I think this should work for the migration period. I think if we use this for the session TTL duration (or, let's say, 2x the TTL to be safe), we could then swap it out and just use the new storage.

I have to admit that I'm not sure how our roll-out process works, but I assume there's some period of time in which some servers use the old config, and others use the new config. So I think we should be ready for the following states:

• Old session storage (this is now)
• Mixed old session storage, migration storage (rollout period)
• Migration storage (all servers have migration config)
• Mixed migration storage, new storage (rollout period 2)
• New storage (where we want to go)

There might be some race conditions during the rollout period that we'd want to be prepared for.

• MultiWriteBagOStuff: similar, but without the read fallback

The class comment says "Reads are implemented by reading from the caches in the order they are given in the configuration until a cache gives a positive result." The code seems to match.

It has different write semantics than you ask for though, as it will write to both the new and old stores.

In T222742#5165218, @EvanProdromou wrote:

I have to admit that I'm not sure how our roll-out process works, but I assume there's some period of time in which some servers use the old config, and others use the new config.

There are three answers to that question:

• For a few seconds or minutes during the actual scap, you may have processes running with the old code/config and the new code/config at the same time. Some of that time is intentional: a few "canary" hosts are updated first, then it waits to see if error rates immediately spike on those hosts before doing the rest.
• For code changes riding the train, the wikis are divided into three groups (0, 1, and 2) which are normally deployed on Tuesday, Wednesday, and Thursday each week. Thus, different wikis will be running different code as the train rolls out.
  • Note that configuration changes (meaning the operations/mediawiki-config repository) do not ride the train.
• Configuration can vary by wiki, with these differences persisting until someone changes them manually. This is often used to roll out changes to a smaller set of wikis for live testing and performance monitoring under load before giving it to the big wikis like enwiki.

The class comment says "Reads are implemented by reading from the caches in the order they are given in the configuration until a cache gives a positive result." The code seems to match.
It has different write semantics than you ask for though, as it will write to both the new and old stores.

So, that's good! As long as it's always going to read in order, then just making the order [new, old] should work for this case...?

I have to admit that I'm not sure how our roll-out process works, but I assume there's some period of time in which some servers use the old config, and others use the new config.

• For a few seconds or minutes during the actual scap, you may have processes running with the old code/config and the new code/config at the same time.

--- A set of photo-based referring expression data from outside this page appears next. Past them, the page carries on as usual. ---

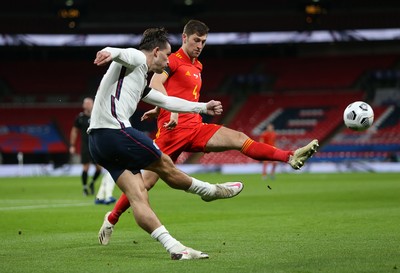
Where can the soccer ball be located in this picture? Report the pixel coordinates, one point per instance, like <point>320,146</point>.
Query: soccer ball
<point>358,116</point>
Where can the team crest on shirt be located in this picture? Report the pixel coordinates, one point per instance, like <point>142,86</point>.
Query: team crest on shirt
<point>154,143</point>
<point>194,75</point>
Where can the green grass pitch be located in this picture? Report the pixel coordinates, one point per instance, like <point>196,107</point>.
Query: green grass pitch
<point>344,223</point>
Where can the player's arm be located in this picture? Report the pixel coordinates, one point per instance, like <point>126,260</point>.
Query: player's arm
<point>157,82</point>
<point>180,105</point>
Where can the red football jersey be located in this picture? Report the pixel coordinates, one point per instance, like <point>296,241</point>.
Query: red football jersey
<point>184,81</point>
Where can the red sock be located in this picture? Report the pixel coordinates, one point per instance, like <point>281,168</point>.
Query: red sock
<point>264,152</point>
<point>120,207</point>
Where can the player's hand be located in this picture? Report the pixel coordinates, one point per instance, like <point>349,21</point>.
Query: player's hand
<point>72,150</point>
<point>153,113</point>
<point>102,58</point>
<point>214,108</point>
<point>173,121</point>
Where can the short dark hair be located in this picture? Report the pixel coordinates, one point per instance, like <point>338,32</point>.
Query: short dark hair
<point>195,27</point>
<point>154,37</point>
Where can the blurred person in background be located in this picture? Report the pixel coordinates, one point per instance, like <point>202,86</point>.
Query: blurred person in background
<point>81,124</point>
<point>105,192</point>
<point>186,131</point>
<point>125,151</point>
<point>268,137</point>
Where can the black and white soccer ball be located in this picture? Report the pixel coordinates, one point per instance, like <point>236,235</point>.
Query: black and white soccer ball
<point>358,116</point>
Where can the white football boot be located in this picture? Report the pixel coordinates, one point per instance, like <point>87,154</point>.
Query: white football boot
<point>106,230</point>
<point>225,190</point>
<point>189,254</point>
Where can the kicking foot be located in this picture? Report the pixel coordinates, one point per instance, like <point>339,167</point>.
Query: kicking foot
<point>106,230</point>
<point>225,190</point>
<point>189,254</point>
<point>301,155</point>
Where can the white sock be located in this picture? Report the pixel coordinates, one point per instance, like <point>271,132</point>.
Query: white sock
<point>109,187</point>
<point>162,235</point>
<point>201,188</point>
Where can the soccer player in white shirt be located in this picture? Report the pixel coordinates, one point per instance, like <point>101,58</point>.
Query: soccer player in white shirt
<point>125,151</point>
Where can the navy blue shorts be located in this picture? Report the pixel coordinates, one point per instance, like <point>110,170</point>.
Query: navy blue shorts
<point>118,150</point>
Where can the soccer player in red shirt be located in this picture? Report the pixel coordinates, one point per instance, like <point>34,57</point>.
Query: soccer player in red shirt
<point>182,78</point>
<point>268,137</point>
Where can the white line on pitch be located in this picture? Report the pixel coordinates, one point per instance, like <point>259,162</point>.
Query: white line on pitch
<point>46,206</point>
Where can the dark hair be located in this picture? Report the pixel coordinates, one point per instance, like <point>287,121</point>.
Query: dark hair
<point>154,37</point>
<point>195,27</point>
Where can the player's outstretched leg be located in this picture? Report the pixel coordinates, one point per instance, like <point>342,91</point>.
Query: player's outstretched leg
<point>106,230</point>
<point>224,190</point>
<point>301,155</point>
<point>189,254</point>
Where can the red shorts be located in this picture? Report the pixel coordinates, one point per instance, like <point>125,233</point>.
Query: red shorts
<point>190,139</point>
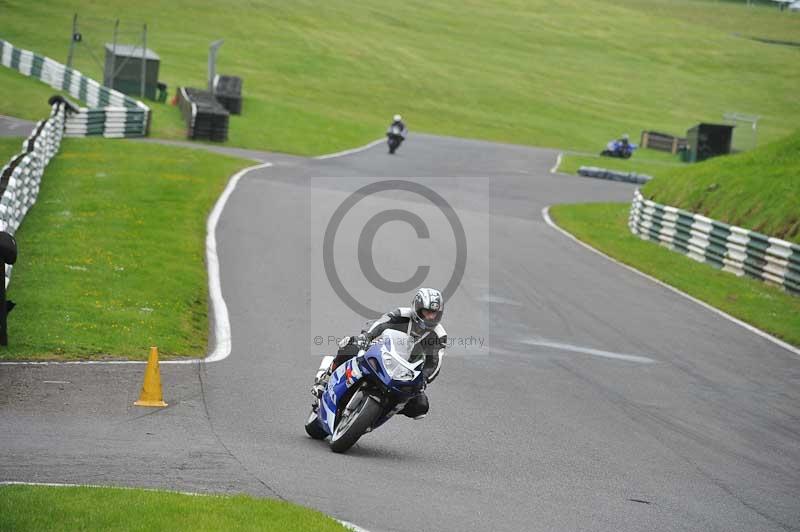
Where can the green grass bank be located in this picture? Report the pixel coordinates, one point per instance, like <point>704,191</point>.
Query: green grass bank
<point>112,255</point>
<point>319,77</point>
<point>604,227</point>
<point>35,508</point>
<point>757,190</point>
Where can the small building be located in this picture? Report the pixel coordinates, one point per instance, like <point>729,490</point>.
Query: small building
<point>123,70</point>
<point>708,140</point>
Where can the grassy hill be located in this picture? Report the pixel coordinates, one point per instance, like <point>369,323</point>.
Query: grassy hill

Some of that time is intentional: a few "canary" hosts are updated first, then it waits to see if error rates immediately spike on those hosts before doing the rest.

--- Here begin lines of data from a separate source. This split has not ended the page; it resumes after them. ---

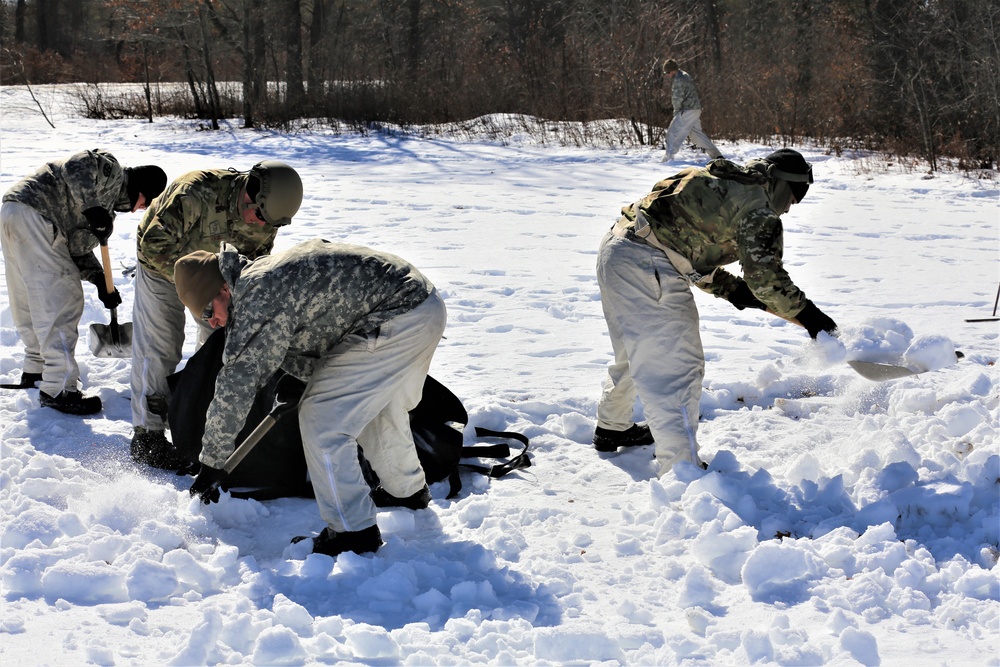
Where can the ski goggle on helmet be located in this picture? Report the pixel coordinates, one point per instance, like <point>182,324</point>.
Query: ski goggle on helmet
<point>275,190</point>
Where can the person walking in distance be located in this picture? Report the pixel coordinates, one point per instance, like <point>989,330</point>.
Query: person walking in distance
<point>687,114</point>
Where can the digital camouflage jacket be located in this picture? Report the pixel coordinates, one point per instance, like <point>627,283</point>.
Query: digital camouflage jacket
<point>62,190</point>
<point>715,221</point>
<point>683,93</point>
<point>289,311</point>
<point>199,211</point>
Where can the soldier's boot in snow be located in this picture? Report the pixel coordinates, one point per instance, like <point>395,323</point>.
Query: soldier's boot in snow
<point>27,381</point>
<point>71,402</point>
<point>332,543</point>
<point>418,501</point>
<point>152,448</point>
<point>606,440</point>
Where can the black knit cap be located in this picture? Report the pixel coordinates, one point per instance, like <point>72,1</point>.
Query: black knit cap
<point>148,180</point>
<point>790,166</point>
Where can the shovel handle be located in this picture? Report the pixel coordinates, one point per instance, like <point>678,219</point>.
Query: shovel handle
<point>109,282</point>
<point>280,409</point>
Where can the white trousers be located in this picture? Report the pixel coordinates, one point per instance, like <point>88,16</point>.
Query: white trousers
<point>158,318</point>
<point>362,393</point>
<point>653,323</point>
<point>688,124</point>
<point>45,295</point>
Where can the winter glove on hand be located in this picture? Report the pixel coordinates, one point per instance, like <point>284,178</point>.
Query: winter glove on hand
<point>101,223</point>
<point>207,483</point>
<point>742,297</point>
<point>815,320</point>
<point>289,390</point>
<point>110,300</point>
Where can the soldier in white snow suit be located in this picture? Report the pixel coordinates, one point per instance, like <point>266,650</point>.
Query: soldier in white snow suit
<point>687,114</point>
<point>679,235</point>
<point>198,211</point>
<point>360,327</point>
<point>50,223</point>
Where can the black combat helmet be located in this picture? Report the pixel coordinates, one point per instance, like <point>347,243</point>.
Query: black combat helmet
<point>276,189</point>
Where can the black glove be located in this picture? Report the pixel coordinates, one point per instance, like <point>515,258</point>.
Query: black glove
<point>101,223</point>
<point>742,297</point>
<point>289,389</point>
<point>207,484</point>
<point>815,320</point>
<point>110,300</point>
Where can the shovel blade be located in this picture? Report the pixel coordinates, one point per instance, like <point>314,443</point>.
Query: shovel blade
<point>880,372</point>
<point>103,344</point>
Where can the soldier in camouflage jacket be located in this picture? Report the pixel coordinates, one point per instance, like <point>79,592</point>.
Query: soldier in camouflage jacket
<point>51,222</point>
<point>358,326</point>
<point>198,211</point>
<point>679,235</point>
<point>687,114</point>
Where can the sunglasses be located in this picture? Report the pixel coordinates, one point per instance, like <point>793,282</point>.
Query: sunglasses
<point>259,213</point>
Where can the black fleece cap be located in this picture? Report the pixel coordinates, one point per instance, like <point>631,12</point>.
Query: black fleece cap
<point>148,180</point>
<point>790,166</point>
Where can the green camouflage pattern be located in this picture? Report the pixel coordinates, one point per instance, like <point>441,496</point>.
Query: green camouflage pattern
<point>63,189</point>
<point>714,221</point>
<point>683,93</point>
<point>199,211</point>
<point>289,310</point>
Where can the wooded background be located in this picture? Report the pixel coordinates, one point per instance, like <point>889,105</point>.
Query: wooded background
<point>901,77</point>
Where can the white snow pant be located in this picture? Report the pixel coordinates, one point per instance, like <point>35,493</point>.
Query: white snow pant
<point>45,295</point>
<point>362,393</point>
<point>157,343</point>
<point>653,323</point>
<point>685,124</point>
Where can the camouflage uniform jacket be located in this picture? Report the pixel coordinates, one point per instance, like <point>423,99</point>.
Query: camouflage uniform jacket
<point>198,211</point>
<point>62,190</point>
<point>289,311</point>
<point>715,221</point>
<point>683,94</point>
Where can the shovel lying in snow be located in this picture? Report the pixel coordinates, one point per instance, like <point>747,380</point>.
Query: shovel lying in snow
<point>110,340</point>
<point>288,393</point>
<point>877,372</point>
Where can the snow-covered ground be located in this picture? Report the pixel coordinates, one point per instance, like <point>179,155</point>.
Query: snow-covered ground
<point>840,520</point>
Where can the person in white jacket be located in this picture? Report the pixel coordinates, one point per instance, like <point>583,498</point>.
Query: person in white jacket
<point>50,223</point>
<point>687,114</point>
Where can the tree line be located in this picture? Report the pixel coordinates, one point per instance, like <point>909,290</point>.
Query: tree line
<point>917,78</point>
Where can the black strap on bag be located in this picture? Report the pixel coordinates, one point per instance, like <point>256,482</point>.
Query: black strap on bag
<point>498,451</point>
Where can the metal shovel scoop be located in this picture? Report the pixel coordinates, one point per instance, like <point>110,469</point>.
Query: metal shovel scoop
<point>877,372</point>
<point>110,340</point>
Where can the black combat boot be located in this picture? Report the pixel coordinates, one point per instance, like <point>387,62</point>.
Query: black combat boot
<point>71,402</point>
<point>606,440</point>
<point>333,543</point>
<point>27,381</point>
<point>418,501</point>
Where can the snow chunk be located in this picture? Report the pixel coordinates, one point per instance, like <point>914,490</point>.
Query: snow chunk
<point>861,645</point>
<point>560,645</point>
<point>370,642</point>
<point>781,572</point>
<point>278,646</point>
<point>930,353</point>
<point>149,580</point>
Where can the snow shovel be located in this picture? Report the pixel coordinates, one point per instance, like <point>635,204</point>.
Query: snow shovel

This is the rollout period I was concerned about. I estimate that we write a lot of sessions (O(10^3)? O(10^4)?) during a rollout period, so we might want to consider that.

I think the multi-write configuration makes sense in this situation.

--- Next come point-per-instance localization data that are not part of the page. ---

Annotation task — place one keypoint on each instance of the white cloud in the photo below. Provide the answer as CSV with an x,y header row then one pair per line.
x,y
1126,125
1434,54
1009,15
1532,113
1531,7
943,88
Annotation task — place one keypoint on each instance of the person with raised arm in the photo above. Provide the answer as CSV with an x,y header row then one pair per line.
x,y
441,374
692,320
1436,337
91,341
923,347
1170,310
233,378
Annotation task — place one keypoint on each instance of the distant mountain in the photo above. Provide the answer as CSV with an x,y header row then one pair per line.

So, it seems like the MultiWriteBagOStuff does what we need. It will be slightly inefficient, since it will do unnecessary writes to the old store, but that will probably be OK and actually be more robust during rollout period.

@BPirkle could you confirm that this class works for session storage with RESTBagOStuff as the "new" back end, and maybe Redis as the "old" backend? If that's the case, I think we can close this ticket.

I've created a ticket for doing the configuration options for RESTBagOStuff at T224993, so I'm closing this down.